Building on the synergistic relationship with the Hunt Institute for Engineering and Humanity, S+DP is excited to launch a new pathway in Climate-Smart Inclusive Economic Development: CIED

As part of the development of 3d-City, an intercollegiate curriculum development and research collaboration with Paul Quinn College Urban Research Institute, S+DP is excited to offer a new transcripted specialization Environmental Justice: EJ


What’s New?

Approaching its 10 year anniversary, the Sustainability + Development Program at SMU has developed a strong reputation as a collaborative, interdisciplinary program, supporting students to develop expertise in the development of innovative resilient solutions for community and the built environment.

A graduate-level degree for advanced education in the growing fields of sustainability and development, the program aimed to produce graduates with both technical, design and humanistic skills, who would connect with and contribute to the local community, helping to deal with environmental problems on the national and international stages.

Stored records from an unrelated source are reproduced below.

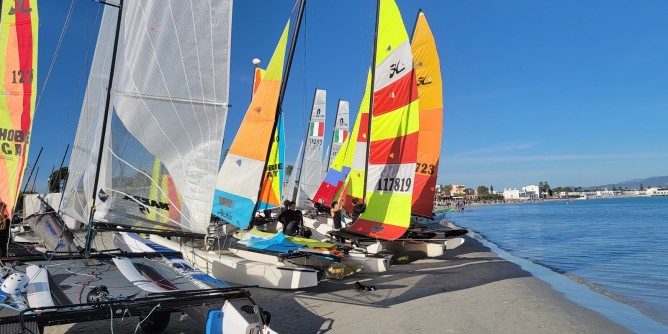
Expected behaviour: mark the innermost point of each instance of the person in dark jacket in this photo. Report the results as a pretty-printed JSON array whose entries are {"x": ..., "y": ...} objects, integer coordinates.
[
  {"x": 358, "y": 209},
  {"x": 291, "y": 219},
  {"x": 4, "y": 230}
]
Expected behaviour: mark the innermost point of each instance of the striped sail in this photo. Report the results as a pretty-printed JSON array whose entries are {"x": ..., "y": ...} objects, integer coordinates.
[
  {"x": 242, "y": 172},
  {"x": 394, "y": 130},
  {"x": 311, "y": 171},
  {"x": 353, "y": 149},
  {"x": 272, "y": 184},
  {"x": 18, "y": 67},
  {"x": 430, "y": 90},
  {"x": 168, "y": 107},
  {"x": 340, "y": 130}
]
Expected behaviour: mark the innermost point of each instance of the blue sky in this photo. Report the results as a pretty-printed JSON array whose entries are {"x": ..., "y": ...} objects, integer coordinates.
[{"x": 574, "y": 93}]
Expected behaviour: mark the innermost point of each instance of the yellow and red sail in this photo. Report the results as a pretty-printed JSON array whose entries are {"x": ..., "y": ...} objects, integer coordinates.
[
  {"x": 394, "y": 131},
  {"x": 18, "y": 68},
  {"x": 430, "y": 90}
]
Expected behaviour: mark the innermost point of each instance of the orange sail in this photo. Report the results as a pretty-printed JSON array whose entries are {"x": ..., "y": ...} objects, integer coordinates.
[
  {"x": 393, "y": 134},
  {"x": 430, "y": 90},
  {"x": 18, "y": 68}
]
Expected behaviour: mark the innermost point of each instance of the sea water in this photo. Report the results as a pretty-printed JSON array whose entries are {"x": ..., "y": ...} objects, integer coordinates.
[{"x": 617, "y": 246}]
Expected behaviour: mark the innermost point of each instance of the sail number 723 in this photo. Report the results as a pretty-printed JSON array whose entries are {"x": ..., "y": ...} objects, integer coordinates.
[{"x": 394, "y": 184}]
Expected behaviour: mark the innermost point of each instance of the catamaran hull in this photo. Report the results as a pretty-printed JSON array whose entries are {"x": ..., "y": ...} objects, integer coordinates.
[{"x": 236, "y": 270}]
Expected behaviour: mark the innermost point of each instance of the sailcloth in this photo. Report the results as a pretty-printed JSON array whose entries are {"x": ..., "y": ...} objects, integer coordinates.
[
  {"x": 394, "y": 130},
  {"x": 272, "y": 184},
  {"x": 240, "y": 177},
  {"x": 18, "y": 67},
  {"x": 338, "y": 173},
  {"x": 168, "y": 107},
  {"x": 430, "y": 90},
  {"x": 340, "y": 130},
  {"x": 311, "y": 172},
  {"x": 289, "y": 191}
]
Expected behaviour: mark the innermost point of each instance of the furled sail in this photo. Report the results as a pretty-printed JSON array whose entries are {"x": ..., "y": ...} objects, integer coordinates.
[
  {"x": 341, "y": 165},
  {"x": 241, "y": 174},
  {"x": 311, "y": 172},
  {"x": 18, "y": 67},
  {"x": 340, "y": 130},
  {"x": 430, "y": 90},
  {"x": 168, "y": 107},
  {"x": 394, "y": 127}
]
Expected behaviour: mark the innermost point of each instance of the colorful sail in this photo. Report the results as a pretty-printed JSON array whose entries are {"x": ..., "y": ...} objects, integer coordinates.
[
  {"x": 272, "y": 184},
  {"x": 257, "y": 78},
  {"x": 165, "y": 120},
  {"x": 430, "y": 90},
  {"x": 18, "y": 65},
  {"x": 311, "y": 171},
  {"x": 394, "y": 131},
  {"x": 337, "y": 175},
  {"x": 242, "y": 172}
]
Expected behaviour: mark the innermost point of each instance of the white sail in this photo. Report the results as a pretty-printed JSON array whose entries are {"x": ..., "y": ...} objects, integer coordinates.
[
  {"x": 289, "y": 190},
  {"x": 310, "y": 175},
  {"x": 341, "y": 128},
  {"x": 167, "y": 115}
]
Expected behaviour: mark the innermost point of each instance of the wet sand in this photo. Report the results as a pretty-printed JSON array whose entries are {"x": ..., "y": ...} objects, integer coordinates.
[{"x": 467, "y": 290}]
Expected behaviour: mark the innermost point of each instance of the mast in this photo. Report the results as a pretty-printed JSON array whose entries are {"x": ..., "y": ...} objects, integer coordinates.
[
  {"x": 281, "y": 93},
  {"x": 329, "y": 156},
  {"x": 301, "y": 164},
  {"x": 373, "y": 77},
  {"x": 104, "y": 125}
]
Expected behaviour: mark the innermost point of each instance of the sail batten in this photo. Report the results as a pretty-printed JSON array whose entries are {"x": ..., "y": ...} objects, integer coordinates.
[
  {"x": 394, "y": 126},
  {"x": 430, "y": 90},
  {"x": 18, "y": 91}
]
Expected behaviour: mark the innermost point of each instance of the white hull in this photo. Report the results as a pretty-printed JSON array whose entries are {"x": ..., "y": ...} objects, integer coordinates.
[
  {"x": 432, "y": 249},
  {"x": 236, "y": 270}
]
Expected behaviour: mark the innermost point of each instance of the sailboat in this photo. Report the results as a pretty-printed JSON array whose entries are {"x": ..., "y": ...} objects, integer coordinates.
[
  {"x": 246, "y": 183},
  {"x": 310, "y": 172},
  {"x": 141, "y": 104}
]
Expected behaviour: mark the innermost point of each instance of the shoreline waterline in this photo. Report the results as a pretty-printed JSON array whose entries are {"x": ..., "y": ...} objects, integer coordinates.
[{"x": 580, "y": 291}]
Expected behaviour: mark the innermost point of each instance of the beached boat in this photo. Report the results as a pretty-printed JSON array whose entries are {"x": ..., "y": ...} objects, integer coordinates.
[{"x": 127, "y": 174}]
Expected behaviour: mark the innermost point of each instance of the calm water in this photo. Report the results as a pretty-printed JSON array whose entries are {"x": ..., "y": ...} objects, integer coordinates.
[{"x": 619, "y": 245}]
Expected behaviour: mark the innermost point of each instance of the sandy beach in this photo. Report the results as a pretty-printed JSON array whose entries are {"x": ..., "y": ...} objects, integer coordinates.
[{"x": 467, "y": 290}]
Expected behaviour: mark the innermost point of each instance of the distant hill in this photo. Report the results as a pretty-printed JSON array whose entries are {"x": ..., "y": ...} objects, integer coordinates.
[{"x": 654, "y": 181}]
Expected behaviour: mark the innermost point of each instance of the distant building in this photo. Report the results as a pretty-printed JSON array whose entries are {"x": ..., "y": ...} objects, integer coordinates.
[{"x": 513, "y": 194}]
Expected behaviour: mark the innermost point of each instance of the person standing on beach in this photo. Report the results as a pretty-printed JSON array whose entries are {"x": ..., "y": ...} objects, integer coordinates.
[
  {"x": 358, "y": 209},
  {"x": 4, "y": 230}
]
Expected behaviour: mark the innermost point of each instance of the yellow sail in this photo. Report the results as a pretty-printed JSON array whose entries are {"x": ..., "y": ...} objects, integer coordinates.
[
  {"x": 18, "y": 68},
  {"x": 393, "y": 136},
  {"x": 430, "y": 90}
]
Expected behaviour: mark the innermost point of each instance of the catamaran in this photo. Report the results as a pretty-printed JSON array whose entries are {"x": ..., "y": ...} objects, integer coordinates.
[{"x": 138, "y": 166}]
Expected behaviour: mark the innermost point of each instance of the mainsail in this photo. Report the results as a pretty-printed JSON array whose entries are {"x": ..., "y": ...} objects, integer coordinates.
[
  {"x": 393, "y": 131},
  {"x": 340, "y": 133},
  {"x": 340, "y": 168},
  {"x": 272, "y": 184},
  {"x": 289, "y": 191},
  {"x": 311, "y": 171},
  {"x": 242, "y": 172},
  {"x": 430, "y": 90},
  {"x": 18, "y": 65},
  {"x": 167, "y": 110}
]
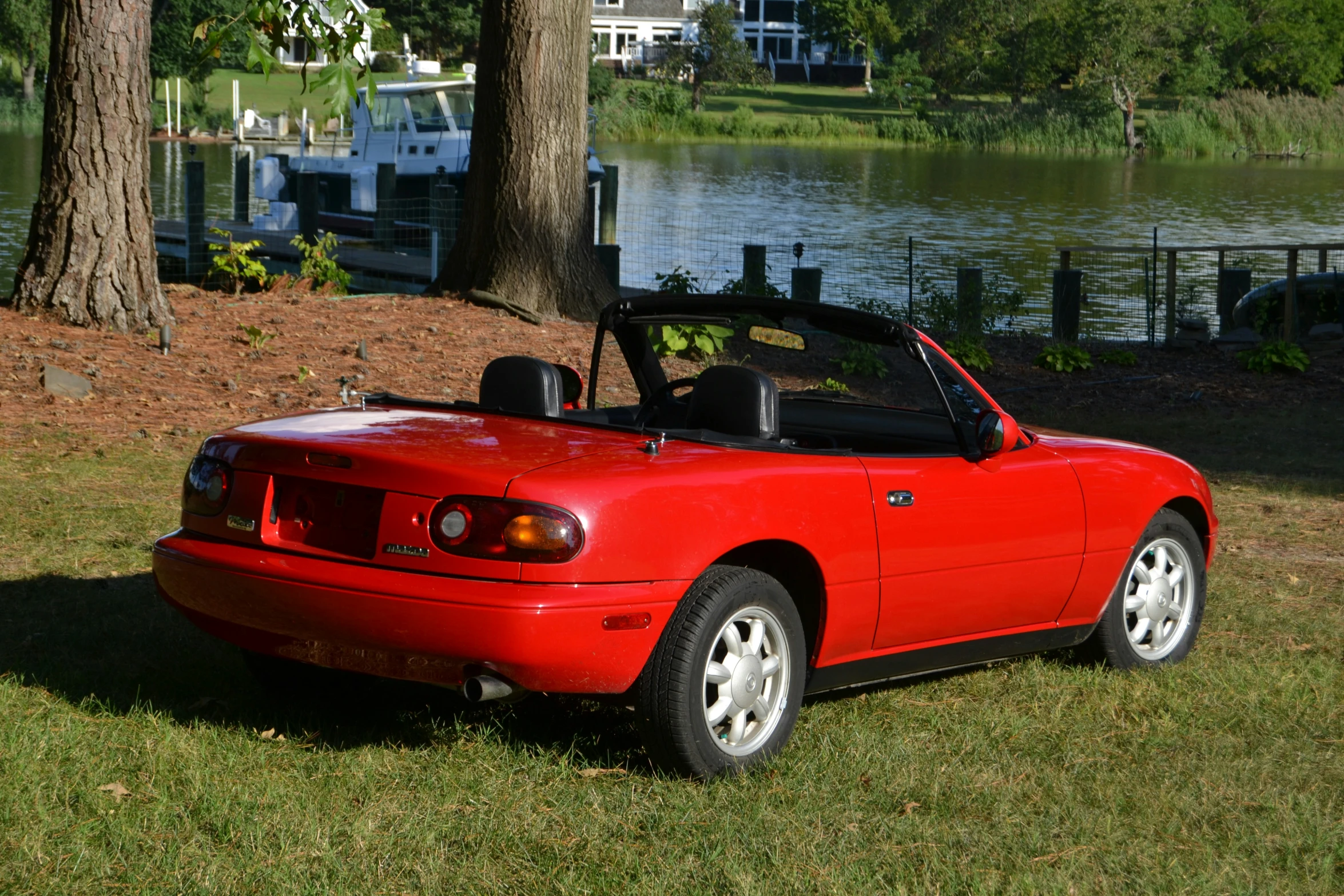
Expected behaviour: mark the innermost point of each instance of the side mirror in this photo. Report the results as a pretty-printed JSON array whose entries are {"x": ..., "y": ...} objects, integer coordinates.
[
  {"x": 571, "y": 386},
  {"x": 995, "y": 433}
]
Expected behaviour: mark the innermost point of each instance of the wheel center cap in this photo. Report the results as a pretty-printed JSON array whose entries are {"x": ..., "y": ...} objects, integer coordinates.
[
  {"x": 1159, "y": 598},
  {"x": 747, "y": 682}
]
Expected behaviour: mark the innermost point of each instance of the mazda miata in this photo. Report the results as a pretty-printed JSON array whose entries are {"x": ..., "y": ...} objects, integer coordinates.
[{"x": 831, "y": 501}]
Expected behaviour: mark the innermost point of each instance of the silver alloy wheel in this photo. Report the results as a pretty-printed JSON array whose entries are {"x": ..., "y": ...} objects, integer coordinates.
[
  {"x": 1158, "y": 599},
  {"x": 746, "y": 682}
]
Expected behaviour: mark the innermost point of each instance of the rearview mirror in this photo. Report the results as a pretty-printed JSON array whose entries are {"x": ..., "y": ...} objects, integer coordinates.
[
  {"x": 778, "y": 337},
  {"x": 995, "y": 433}
]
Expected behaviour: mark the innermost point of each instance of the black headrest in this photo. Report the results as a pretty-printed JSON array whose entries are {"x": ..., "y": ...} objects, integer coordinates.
[
  {"x": 522, "y": 385},
  {"x": 735, "y": 401}
]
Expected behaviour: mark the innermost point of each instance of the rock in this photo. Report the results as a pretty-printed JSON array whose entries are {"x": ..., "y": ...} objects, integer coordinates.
[
  {"x": 1239, "y": 339},
  {"x": 63, "y": 383}
]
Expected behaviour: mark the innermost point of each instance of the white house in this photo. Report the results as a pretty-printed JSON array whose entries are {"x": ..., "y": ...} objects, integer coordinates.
[
  {"x": 295, "y": 51},
  {"x": 628, "y": 33}
]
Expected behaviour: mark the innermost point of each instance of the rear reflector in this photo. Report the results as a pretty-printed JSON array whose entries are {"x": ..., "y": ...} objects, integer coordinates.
[{"x": 627, "y": 621}]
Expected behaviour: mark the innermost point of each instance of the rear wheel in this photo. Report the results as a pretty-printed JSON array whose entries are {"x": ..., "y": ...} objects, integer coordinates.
[
  {"x": 1155, "y": 613},
  {"x": 722, "y": 690}
]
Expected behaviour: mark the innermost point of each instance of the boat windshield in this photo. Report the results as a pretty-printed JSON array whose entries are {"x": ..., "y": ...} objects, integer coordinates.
[{"x": 460, "y": 105}]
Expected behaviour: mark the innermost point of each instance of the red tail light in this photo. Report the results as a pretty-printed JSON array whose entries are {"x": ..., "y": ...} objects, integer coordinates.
[
  {"x": 205, "y": 489},
  {"x": 496, "y": 529}
]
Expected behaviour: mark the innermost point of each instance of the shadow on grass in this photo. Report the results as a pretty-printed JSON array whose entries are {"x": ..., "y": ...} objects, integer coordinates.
[{"x": 114, "y": 644}]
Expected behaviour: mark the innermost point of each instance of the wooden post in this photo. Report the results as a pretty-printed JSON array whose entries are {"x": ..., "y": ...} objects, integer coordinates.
[
  {"x": 308, "y": 206},
  {"x": 971, "y": 301},
  {"x": 1291, "y": 298},
  {"x": 385, "y": 229},
  {"x": 242, "y": 187},
  {"x": 607, "y": 207},
  {"x": 1066, "y": 305},
  {"x": 195, "y": 206},
  {"x": 444, "y": 209},
  {"x": 753, "y": 270},
  {"x": 807, "y": 284},
  {"x": 609, "y": 257},
  {"x": 1171, "y": 296}
]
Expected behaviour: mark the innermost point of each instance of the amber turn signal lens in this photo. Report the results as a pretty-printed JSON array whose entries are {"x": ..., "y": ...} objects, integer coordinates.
[
  {"x": 627, "y": 621},
  {"x": 531, "y": 532}
]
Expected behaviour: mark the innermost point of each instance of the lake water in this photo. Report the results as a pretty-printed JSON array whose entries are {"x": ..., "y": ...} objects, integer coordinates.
[{"x": 855, "y": 210}]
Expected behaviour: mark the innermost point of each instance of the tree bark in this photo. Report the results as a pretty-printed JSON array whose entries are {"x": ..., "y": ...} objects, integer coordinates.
[
  {"x": 90, "y": 257},
  {"x": 523, "y": 234},
  {"x": 30, "y": 78}
]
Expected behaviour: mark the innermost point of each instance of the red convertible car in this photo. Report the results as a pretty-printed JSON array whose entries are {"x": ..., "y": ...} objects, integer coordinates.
[{"x": 831, "y": 503}]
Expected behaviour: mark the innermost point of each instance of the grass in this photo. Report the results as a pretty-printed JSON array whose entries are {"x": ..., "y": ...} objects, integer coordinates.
[{"x": 1038, "y": 775}]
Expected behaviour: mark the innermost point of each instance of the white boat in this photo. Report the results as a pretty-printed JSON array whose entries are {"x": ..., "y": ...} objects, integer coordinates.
[{"x": 423, "y": 128}]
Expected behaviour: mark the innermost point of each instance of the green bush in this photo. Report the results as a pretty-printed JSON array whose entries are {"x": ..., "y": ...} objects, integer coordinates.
[
  {"x": 320, "y": 262},
  {"x": 969, "y": 352},
  {"x": 1119, "y": 356},
  {"x": 1064, "y": 359},
  {"x": 1274, "y": 355}
]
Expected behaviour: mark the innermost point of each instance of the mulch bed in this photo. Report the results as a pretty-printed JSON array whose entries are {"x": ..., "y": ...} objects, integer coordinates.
[{"x": 437, "y": 347}]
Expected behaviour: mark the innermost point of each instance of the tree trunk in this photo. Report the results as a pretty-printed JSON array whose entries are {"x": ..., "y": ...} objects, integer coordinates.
[
  {"x": 90, "y": 257},
  {"x": 30, "y": 78},
  {"x": 523, "y": 234}
]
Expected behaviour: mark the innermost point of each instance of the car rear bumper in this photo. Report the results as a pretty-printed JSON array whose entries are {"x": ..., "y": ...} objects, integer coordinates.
[{"x": 410, "y": 625}]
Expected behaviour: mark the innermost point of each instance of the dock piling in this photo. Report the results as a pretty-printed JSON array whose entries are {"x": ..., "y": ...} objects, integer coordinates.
[
  {"x": 753, "y": 270},
  {"x": 195, "y": 207},
  {"x": 971, "y": 301},
  {"x": 807, "y": 284},
  {"x": 242, "y": 187},
  {"x": 1066, "y": 304},
  {"x": 308, "y": 206},
  {"x": 607, "y": 205}
]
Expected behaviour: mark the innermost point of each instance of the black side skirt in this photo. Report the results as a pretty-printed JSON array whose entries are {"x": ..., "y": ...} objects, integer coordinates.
[{"x": 949, "y": 656}]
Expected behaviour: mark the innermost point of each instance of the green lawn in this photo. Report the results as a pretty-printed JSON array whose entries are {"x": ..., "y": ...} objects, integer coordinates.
[{"x": 1220, "y": 775}]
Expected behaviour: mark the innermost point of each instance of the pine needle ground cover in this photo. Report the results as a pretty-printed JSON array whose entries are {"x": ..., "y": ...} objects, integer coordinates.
[{"x": 137, "y": 754}]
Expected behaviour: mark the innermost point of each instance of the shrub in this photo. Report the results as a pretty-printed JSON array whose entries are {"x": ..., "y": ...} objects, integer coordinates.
[
  {"x": 320, "y": 262},
  {"x": 1119, "y": 356},
  {"x": 862, "y": 359},
  {"x": 236, "y": 265},
  {"x": 1064, "y": 359},
  {"x": 1274, "y": 355},
  {"x": 969, "y": 352}
]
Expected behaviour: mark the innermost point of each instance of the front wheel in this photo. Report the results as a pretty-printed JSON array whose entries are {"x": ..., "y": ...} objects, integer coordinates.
[
  {"x": 1155, "y": 613},
  {"x": 722, "y": 690}
]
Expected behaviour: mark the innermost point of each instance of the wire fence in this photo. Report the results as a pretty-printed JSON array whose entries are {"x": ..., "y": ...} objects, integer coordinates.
[{"x": 1128, "y": 293}]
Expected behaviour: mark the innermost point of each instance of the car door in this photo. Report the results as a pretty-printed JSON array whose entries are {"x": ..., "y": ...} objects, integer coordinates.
[{"x": 967, "y": 548}]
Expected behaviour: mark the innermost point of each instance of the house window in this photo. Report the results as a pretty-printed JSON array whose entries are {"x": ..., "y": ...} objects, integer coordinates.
[{"x": 780, "y": 47}]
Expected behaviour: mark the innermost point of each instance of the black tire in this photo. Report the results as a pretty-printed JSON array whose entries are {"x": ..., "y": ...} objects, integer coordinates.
[
  {"x": 1111, "y": 643},
  {"x": 673, "y": 691}
]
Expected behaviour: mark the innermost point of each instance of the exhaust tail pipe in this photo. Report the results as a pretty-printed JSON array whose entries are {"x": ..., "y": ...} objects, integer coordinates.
[{"x": 482, "y": 688}]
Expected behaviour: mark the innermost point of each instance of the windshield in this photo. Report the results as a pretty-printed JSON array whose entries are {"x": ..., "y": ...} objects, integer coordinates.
[{"x": 836, "y": 391}]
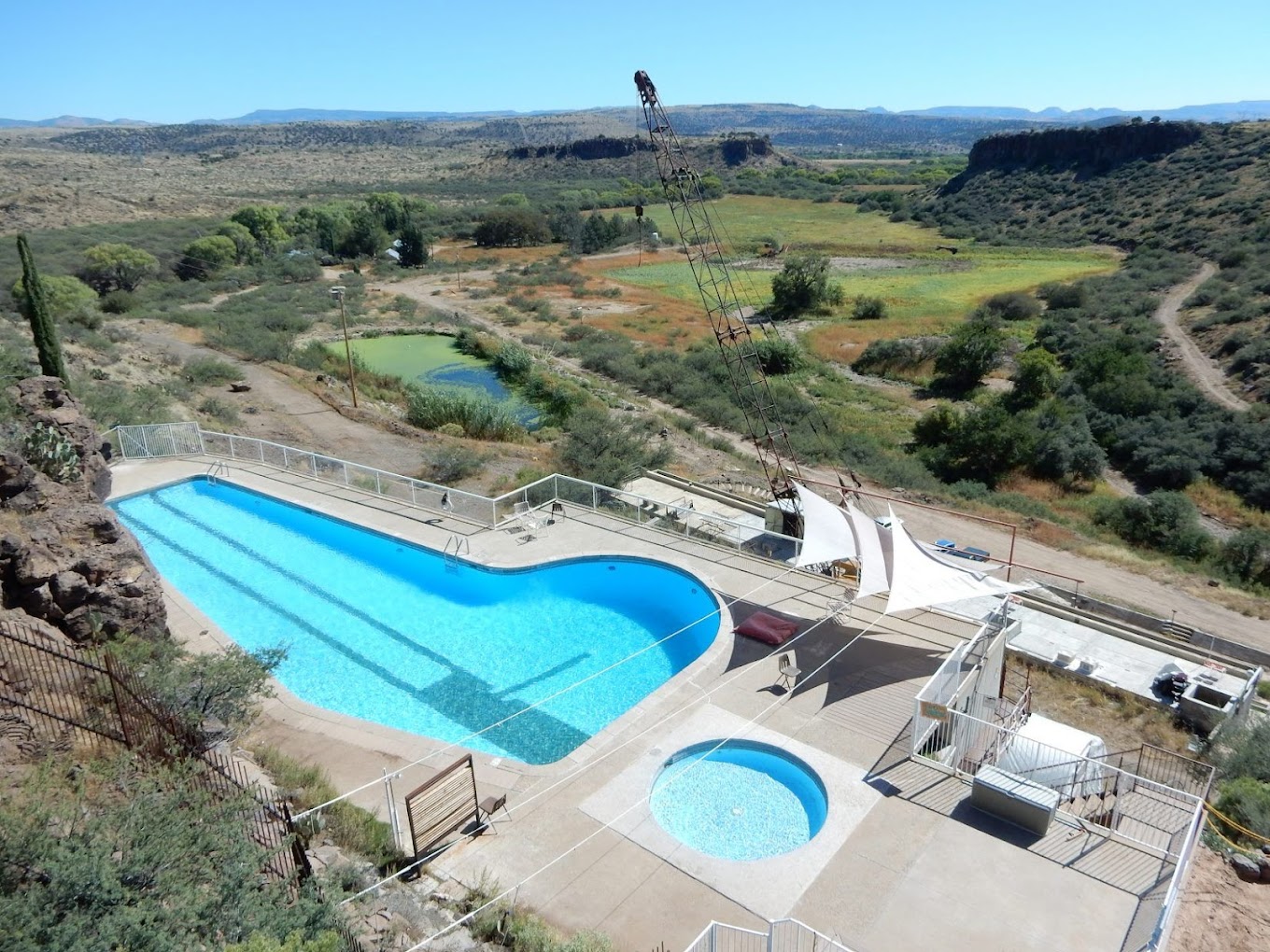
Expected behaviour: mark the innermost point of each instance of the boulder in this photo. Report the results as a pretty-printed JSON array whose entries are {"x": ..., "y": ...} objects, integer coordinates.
[
  {"x": 1248, "y": 870},
  {"x": 65, "y": 557},
  {"x": 46, "y": 400}
]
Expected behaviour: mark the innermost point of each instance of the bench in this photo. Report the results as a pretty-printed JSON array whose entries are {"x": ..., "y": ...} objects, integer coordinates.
[{"x": 1013, "y": 799}]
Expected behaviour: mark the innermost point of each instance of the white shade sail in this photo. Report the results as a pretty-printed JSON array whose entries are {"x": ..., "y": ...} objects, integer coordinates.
[
  {"x": 918, "y": 579},
  {"x": 826, "y": 533},
  {"x": 874, "y": 555}
]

S+DP teaches students to brings together social, ecological and economic aspects of sustainability, integrating engineering skills, community participation, and creative design-thinking to find innovative solutions to real-life urban projects. Our current areas of specialization include Sustainable Global Development & Design : CITIES and Sustainable Management : SERVE


Who Are We?

Based in the Lyle School of Engineering, Department of Civil and Environmental Engineering this multi-disciplinary program integrates design-thinking with systems-thinking. We draw students from a wide range of disciplines including not only all branches of engineering, but anthropology, sociology, human-rights, environmental studies, public policy and administration, design, planning, landscape and architecture, construction, urban development, economics and finance, biology and earth science, and have a strong cohort from STEM education, art and theatre.

We pride ourselves on being a close, and tight-knit program with small, intimate class sizes that allow for memorable connections and class interactions. With these connections, we excel in networking which has led to collaboration with your colleagues, professors, and guest lecturers.

Founded by Dean Orsak, and Betsy Del Monte FAIA, and linked to the Hunt Institute for Engineering and Humanity, the MA in Sustainability and Development aimed to include classes and, site-based internships and service learning opportunities, both locally and internationally. Sustainability was to be examined through the lens of social, legal, and economic as well as environmental and civil technical issues.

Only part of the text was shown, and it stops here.